Küsmek toplumumuzun vazgeçilmez ve aslında içten içe sevilen duygularından biri. Bunun en önemli sebebi de bilerek ve isteyerek iletişim kanallarının kapatılması, karşısındakine karşı tabiri caizse kör ve sağır olunmasıdır.
İnsan olan her yerde hatta “bu konuda olmaz” ya da “burada olmaz” dediğiniz her durumda insanımız küsmeye dünden razıdır. Gelecek nesillerimizin emanetçisi olan ülke idarecilerimizde de aynı hareket tarzını sıklıkla görmekteyiz. En etkili küslüklerden biri de yeni parti kurduran küslüklerdir. Bunlar genelde muhterislerin –kimi zaman da kifayetsiz muhterislerin– genel başkan olma heveslerinden kaynaklanmaktadır. Bu kişiler için davalar, inançlar değil şahsi ikballer ön plandadır.
Yeni kurulan partilerin liderleri, ayrıldıkları partilerde istedikleri makamlara ulaşamadıkları için duydukları öfkeyle ilk önce geldikleri partiye bindirmeye başlarlar. Çünkü hazır partinin ve teşkilatın başına geçip hükmetmek varken her türlü maddi ve manevi zorluğun içerisine girmiş ve yeni bir düzen kurmanın mücadelesini vermiştir. İç veya dış bir takım güçler, oluşumlar vs. kendisini destekliyorsa her şey çok kolay olur, tüm medya onlara çalışır, kaynağı belli olmayan paralar su gibi onlara akıverir hatta yabancı liderlerden istenen randevular en hızlı şekilde kabul edilir.
Ülkemizde belli başlı siyasi görüşler ve bunları temsil eden partiler mevcut. Siyasi görüşler kimi zaman birbirine benzese de öne çıkan söylem ve duruşlar aralarındaki farkı ortaya çıkarmaktadır. Bu temel partilerde genel başkanlık emeline ulaşamayanların ayrılarak kurduğu küstüm partileri de temel partilerin destekçilerini kendi tarafına çekmek için hemen hemen aynı söylemleri devam ettirmektedirler.
Türkiye Cumhuriyeti siyasi tarihinde ismini dahi şu anda hatırlayamadığımız çok sayıda küstüm partileri kurulmuş ve akabinde siyaset sahnesinden yok olup gitmişlerdir.
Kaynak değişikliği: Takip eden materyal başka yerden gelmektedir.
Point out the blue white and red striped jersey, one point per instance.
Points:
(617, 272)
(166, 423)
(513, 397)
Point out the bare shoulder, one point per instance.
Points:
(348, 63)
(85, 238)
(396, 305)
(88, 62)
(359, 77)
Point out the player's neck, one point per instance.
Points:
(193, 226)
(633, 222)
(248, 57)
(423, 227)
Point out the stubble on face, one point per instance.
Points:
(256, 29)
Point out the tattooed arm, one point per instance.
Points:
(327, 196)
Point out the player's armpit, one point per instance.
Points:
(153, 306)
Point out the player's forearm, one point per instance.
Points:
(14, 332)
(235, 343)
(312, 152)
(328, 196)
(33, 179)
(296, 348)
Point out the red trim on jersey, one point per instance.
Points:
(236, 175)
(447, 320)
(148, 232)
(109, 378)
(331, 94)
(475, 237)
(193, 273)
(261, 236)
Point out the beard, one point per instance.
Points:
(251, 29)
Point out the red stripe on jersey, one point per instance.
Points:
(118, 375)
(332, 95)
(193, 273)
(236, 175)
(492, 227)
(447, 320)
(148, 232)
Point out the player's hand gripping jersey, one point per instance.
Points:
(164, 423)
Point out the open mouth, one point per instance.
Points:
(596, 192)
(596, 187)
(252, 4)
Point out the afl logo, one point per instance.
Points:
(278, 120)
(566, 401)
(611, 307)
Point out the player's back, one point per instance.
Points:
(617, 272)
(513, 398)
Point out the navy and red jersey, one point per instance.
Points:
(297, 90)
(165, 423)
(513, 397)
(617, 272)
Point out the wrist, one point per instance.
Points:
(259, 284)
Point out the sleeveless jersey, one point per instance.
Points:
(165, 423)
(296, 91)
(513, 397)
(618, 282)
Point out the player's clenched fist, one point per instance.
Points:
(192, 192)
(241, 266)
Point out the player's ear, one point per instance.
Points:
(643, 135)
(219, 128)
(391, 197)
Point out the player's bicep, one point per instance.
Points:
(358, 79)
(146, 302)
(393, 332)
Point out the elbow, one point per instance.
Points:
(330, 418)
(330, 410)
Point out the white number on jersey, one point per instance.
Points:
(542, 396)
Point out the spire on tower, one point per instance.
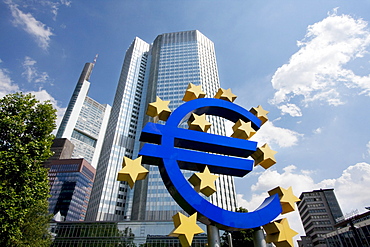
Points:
(96, 57)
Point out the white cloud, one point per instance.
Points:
(290, 109)
(7, 87)
(349, 188)
(42, 95)
(317, 131)
(6, 83)
(273, 135)
(35, 28)
(315, 72)
(31, 73)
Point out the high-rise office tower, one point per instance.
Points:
(85, 121)
(163, 69)
(319, 210)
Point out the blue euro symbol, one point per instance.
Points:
(172, 148)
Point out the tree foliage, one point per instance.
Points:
(242, 238)
(25, 140)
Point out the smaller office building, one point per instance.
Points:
(319, 210)
(351, 232)
(71, 181)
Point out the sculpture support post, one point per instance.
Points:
(259, 237)
(213, 236)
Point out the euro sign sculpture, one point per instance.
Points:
(172, 148)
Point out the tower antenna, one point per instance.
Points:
(96, 57)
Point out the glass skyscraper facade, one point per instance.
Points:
(163, 69)
(85, 121)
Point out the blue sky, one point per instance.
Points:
(307, 62)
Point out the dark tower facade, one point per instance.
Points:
(319, 210)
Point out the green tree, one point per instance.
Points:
(25, 140)
(242, 238)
Günümüze baktığımızda Saadet Partisi’nin küstüm partileri AK Parti ve Yeniden Refah Partisi, CHP’nin küstüm partisi Memleket Partisi, MHP’nin küstüm partileri İyi Parti ve Büyük Birlik Partisi’dir.
Kimi küstüm partisinin alt küstüm partisi de vardır. AK Parti’nin alt küstüm partileri Deva Partisi ve Gelecek Partisi’dir, İyi Parti’nin alt küstüm partisi Zafer Partisi’dir.
Küstüm partilerinin en dikkat çekenlerinden biri İyi Parti’dir, öyle ki parti ilk kurulduğunda genel başkanı kendi partisine bile küsmüştür, sonra içinde yer aldığı ittifaka küsmüştür, kendisini Meclise sokan partiye küsmüştür ve en sonunda kendi partisinde yer alan muhaliflere küsmüştür.
Küstüm partilerinin davası taklitçi bir yapıya dayanır. Genel başkanları ile kaimdirler, dava değil kişi peşinden gidilen partiler oldukları için kurucu genel başkanları başlarındaysa o partiler de vardır, yoksa o partiler de zamanla yok olur giderler. Zaten başlarındaki kişiler ihtirasları sebebi ile o partileri kurup başlarına geçtikleri için başkasına yar olsun da istemezler ve kendilerinin o partilerden gönderilme riskleri ortaya çıkarsa tabiri caiz ise dinamitleri partinin altına yerleştiriverirler.
Elbette ülkemizde yeni partiler kurulmalıdır, yeni fikirler hayat bulmalı ve savunulmalıdır. Ancak yenilik getirmeyen veya içinde bulunduğu görüşe samimi bir muhalefet ile değil de şahsi meseleler ile kurulan partiler insanımızın vaktini, enerjisini, emeğini, maddi kaynaklarını kısacası geleceğini çalan suni partilerdir.